If your friend has been needy for a long time and the imbalance has become a pattern in your relationship, changing the nature of your friendship will be extremely difficult.
Your friend may have chased away all other friendships, and you may be the only one left, but that is not your problem—people must learn to stand on their own two feet. You should never do something for someone else that they are capable of doing for themselves. We should strive to make our friends stronger and more self-sufficient, rather than weaker and more reliant. Tough love is sometimes required.
There are various approaches to dealing with a needy friend. Here are a few ideas
- Be truthful. Tell your friend about your problems and how they are affecting you. Explain that you are unable to play that role any longer.
- Modify the character of your relationship. Set limits and know when to say no.
- Arrange enjoyable activities with your friend to divert their attention. When the fun is over, the time spent together should come to an end. Do not end every friendly interaction by listening to their problems.
- Suggest that the person make new friends, join clubs, or volunteer to relieve some of the pressure on you. It is unreasonable for friends to expect you to be their sole and exclusive companion.
- Inform your friend that you must prioritize your own and/or your family’s needs.
- Take a break from your friendship. You deserve to take a break and to enjoy your life.
- Keep yourself occupied. Make plans, make commitments, and spend time with other friends.
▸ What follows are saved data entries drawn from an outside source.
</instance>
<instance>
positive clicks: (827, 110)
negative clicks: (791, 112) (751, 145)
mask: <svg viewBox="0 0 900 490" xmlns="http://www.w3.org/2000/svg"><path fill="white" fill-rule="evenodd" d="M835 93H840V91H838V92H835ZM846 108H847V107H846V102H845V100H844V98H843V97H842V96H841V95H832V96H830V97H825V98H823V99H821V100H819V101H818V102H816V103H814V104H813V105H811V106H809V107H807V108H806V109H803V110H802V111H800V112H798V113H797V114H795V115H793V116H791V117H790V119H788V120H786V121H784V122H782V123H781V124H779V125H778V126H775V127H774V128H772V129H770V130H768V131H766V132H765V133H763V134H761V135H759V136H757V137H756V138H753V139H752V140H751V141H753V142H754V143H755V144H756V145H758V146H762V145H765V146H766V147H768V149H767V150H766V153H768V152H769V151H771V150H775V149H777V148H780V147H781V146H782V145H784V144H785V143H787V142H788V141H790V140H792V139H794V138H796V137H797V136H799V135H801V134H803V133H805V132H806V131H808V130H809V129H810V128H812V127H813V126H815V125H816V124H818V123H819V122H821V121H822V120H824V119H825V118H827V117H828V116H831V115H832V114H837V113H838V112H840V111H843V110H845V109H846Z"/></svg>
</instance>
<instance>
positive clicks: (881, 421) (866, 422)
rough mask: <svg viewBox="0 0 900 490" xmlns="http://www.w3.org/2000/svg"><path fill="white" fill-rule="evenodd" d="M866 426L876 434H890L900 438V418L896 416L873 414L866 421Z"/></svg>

- Gradually withdraw from the friendship by spending less and less time with the individual.
- Suggest to your friend that he or she seek professional help. If your friend is already seeing a therapist and isn’t getting better, insist that he or she find another.
- Suggest that the individual see a doctor who can conduct a thorough evaluation and, if necessary, prescribe anti-anxiety or anti-depression medication.
- If you’ve tried everything and nothing has worked, it’s time to call it quits on the friendship.
If you are in an unbalanced relationship with a needy friend, there is no better time than the present to make things right. Your efforts will benefit both of you. If you have a pattern of attracting and maintaining these types of friendships, it is time to look inward and figure out why you find them acceptable. It is not healthy behavior, and it frequently indicates a larger problem.